WASHINGTON — The foreign ministers of Mexico and Canada presented a unified front ahead of potential trade talks with Donald Trump’s administration, stressing the North American Free Trade Agreement has benefited all three countries.

Mexico’s Luis Videgaray and Canada’s Chrystia Freeland said NAFTA should be renegotiated with all three nations seated at the table, rather than in bilateral discussions.

‘‘We very much recognize that NAFTA is a three-country agreement,’’ Freeland said Tuesday at a panel discussion with Videgaray in Toronto. ‘‘We really value our relationship with Mexico.’’

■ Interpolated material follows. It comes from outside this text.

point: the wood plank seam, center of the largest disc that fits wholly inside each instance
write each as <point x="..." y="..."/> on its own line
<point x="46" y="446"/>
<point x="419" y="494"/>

Their talks come after Trump said trade with Canada only needed a ‘‘tweak,’’ as opposed to a more thorough re-set with Mexico, a comment he made after Canadian Prime Minister Justin Trudeau’s visited the White House last week.

Mexican President Enrique Pena Nieto canceled a January meeting with Trump after he tweeted that Nieto shouldn’t come unless Mexico was prepared to pay for a border wall.

Mexico’s relationship with the United States goes deeper than Trump’s ‘‘damaging’’ rhetoric, Videgaray said. He has been to meetings in Washington twice since the president’s inauguration and said he was confident the two nations’ issues could be resolved. ‘‘We will work it out in a way that is constructive and positive for both countries,’’ the foreign minister said.

Earlier Tuesday, Mexican Economy Minister Ildefonso Guajardo said that he expected NAFTA negotiations to start in the summer and that Mexico wouldn’t initiate talk about tariffs, calling any discussion of new import taxes a ‘‘Pandora’s box.’’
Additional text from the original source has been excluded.